Jeszcze w 2010 r. obrona kursu dokonywała się głównie w grudniu, dzięki czemu resort poprawił wskaźnik zadłużenia do PKB. Na relację tę wpływa kurs euro i dolara w ostatnim dniu roboczym roku, po tych kursach są bowiem przeliczane zagraniczne zobowiązania rządu. Wcześniej resort wymieniał walutę pochodzącą z płatności unijnych i emisji zagranicznych głównie w Narodowym Banku Polskim, a operacje te nie wpływały na rynkowy kurs naszej waluty.

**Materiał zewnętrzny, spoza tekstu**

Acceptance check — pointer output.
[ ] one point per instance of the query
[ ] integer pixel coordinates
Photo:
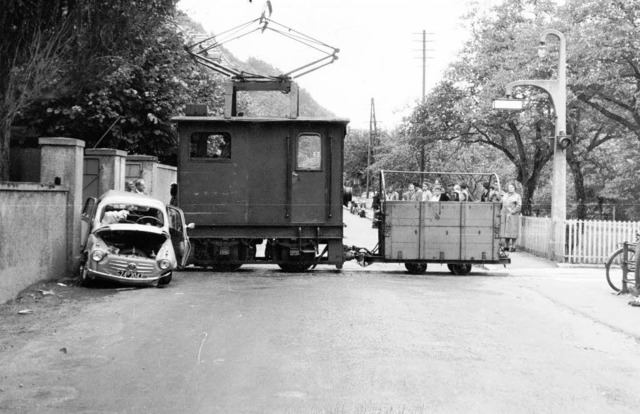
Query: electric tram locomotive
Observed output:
(269, 190)
(262, 190)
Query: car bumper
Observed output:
(140, 281)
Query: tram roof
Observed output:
(245, 119)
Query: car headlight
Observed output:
(98, 255)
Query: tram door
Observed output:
(308, 178)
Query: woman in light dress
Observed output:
(510, 221)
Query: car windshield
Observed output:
(131, 213)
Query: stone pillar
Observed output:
(143, 166)
(62, 161)
(111, 168)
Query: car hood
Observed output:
(131, 227)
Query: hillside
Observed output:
(268, 104)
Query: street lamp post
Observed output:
(557, 89)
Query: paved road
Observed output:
(533, 338)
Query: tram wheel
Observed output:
(416, 268)
(225, 267)
(460, 269)
(295, 267)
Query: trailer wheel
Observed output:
(416, 268)
(165, 280)
(460, 269)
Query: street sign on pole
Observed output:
(506, 104)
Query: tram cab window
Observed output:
(309, 152)
(210, 145)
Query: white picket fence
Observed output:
(593, 241)
(586, 241)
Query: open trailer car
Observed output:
(416, 233)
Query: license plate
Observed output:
(128, 274)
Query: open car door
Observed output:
(179, 238)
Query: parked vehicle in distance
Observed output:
(132, 239)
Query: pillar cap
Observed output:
(136, 157)
(105, 152)
(61, 141)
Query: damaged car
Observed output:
(132, 239)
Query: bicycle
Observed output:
(620, 269)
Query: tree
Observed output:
(605, 59)
(499, 52)
(35, 49)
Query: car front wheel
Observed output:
(165, 280)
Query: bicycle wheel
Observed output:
(614, 268)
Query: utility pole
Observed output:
(424, 83)
(373, 133)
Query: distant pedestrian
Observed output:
(140, 186)
(174, 194)
(510, 220)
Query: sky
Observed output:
(380, 44)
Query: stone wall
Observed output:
(33, 235)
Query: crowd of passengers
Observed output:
(437, 192)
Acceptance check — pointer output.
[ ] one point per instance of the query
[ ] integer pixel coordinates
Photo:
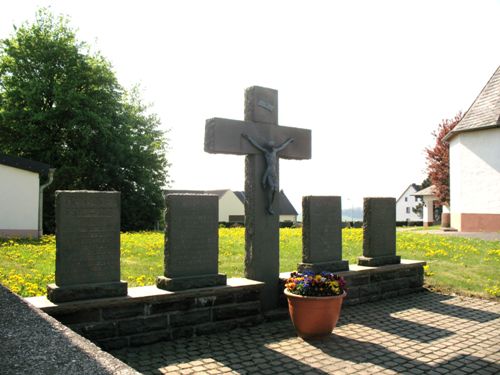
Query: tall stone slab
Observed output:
(191, 243)
(87, 246)
(240, 137)
(379, 232)
(322, 235)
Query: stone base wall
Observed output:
(149, 314)
(368, 284)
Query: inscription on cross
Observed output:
(260, 128)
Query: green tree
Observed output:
(62, 105)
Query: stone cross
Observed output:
(231, 137)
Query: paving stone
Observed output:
(424, 333)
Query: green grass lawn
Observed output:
(455, 264)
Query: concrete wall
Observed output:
(292, 218)
(229, 204)
(19, 191)
(407, 201)
(475, 180)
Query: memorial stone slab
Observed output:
(191, 243)
(322, 235)
(87, 246)
(379, 232)
(260, 125)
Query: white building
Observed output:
(406, 203)
(19, 196)
(428, 196)
(475, 163)
(232, 205)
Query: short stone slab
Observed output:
(86, 291)
(190, 282)
(334, 266)
(379, 260)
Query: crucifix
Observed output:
(264, 142)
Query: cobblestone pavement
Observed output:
(423, 333)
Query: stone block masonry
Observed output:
(369, 284)
(149, 314)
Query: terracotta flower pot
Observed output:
(314, 317)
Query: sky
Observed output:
(371, 79)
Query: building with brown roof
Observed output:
(475, 163)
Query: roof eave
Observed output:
(453, 133)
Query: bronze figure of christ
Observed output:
(270, 181)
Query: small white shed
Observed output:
(428, 197)
(20, 196)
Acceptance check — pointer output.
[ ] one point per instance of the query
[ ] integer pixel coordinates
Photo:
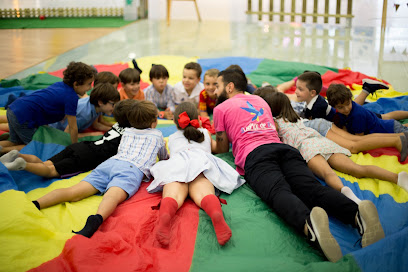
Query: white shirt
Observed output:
(180, 94)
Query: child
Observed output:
(160, 92)
(192, 170)
(107, 77)
(354, 143)
(279, 175)
(48, 106)
(89, 111)
(188, 90)
(320, 153)
(355, 118)
(119, 177)
(130, 80)
(79, 157)
(308, 86)
(208, 96)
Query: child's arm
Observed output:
(72, 128)
(100, 124)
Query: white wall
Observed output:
(223, 10)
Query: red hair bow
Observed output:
(184, 121)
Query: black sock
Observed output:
(35, 202)
(136, 66)
(92, 224)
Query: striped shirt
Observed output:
(161, 100)
(141, 148)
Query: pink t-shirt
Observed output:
(248, 122)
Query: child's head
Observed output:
(104, 97)
(106, 77)
(79, 76)
(265, 91)
(130, 80)
(144, 115)
(159, 76)
(308, 85)
(121, 110)
(191, 75)
(186, 118)
(280, 105)
(339, 97)
(210, 82)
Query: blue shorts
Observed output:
(112, 172)
(399, 128)
(320, 125)
(19, 133)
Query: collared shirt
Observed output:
(162, 100)
(141, 148)
(180, 94)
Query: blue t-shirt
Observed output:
(364, 121)
(86, 115)
(46, 106)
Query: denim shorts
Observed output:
(320, 125)
(399, 128)
(19, 133)
(112, 172)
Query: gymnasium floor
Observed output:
(363, 48)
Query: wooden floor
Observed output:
(22, 48)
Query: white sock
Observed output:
(349, 193)
(403, 180)
(16, 165)
(10, 156)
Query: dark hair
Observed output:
(235, 76)
(104, 92)
(78, 72)
(313, 81)
(143, 115)
(121, 110)
(235, 67)
(106, 77)
(281, 107)
(194, 66)
(129, 75)
(158, 71)
(190, 132)
(338, 94)
(263, 91)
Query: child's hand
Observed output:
(168, 114)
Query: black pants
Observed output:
(280, 177)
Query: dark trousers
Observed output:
(279, 176)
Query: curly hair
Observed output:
(78, 72)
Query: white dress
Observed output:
(188, 160)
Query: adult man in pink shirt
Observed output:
(278, 173)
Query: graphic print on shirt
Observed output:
(257, 126)
(253, 111)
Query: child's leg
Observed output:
(344, 164)
(7, 146)
(357, 144)
(396, 115)
(202, 193)
(174, 195)
(322, 169)
(75, 193)
(111, 199)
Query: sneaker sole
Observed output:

Od końca kwietnia 2011 r. MF rozpoczęło już regularną wymianę środków z funduszy unijnych bezpośrednio na rynku walutowym. Dilerzy przyznają jednak, że handlujący złotym przyzwyczaili się do tych transakcji. – Najnowsze dane resortu pokazują, że interwencje są coraz mniej skuteczne. W sumie w 2011 r. przez rynek wymieniono większość płatności unijnych, a wpływ tego na aprecjację złotego był umiarkowany. Wszystko wskazuje więc, że w razie większych wahań kursów funkcję stabilizującą przejmie bank centralny – mówi Marcin Mazurek, analityk BRE Banku.

Wymiana walut na rynku to niejedyne operacje, jakie podejmuje MF, aby zmniejszyć skalę zadłużenia. W 2011 r. resort zaangażował 0,4 mld euro w transakcje FX swap, polegające na tymczasowej zamianie walut na złote. Dzięki temu mógł pozyskać na pewien?czas 1,6 mld zł. Z?kolei wymiany płatności odsetkowych (tzw. IRS) pozwoliły zaoszczędzić 1,61 mld zł w tym roku kosztem 2011 r. (na który zaksięgowano 1,57 mld zł).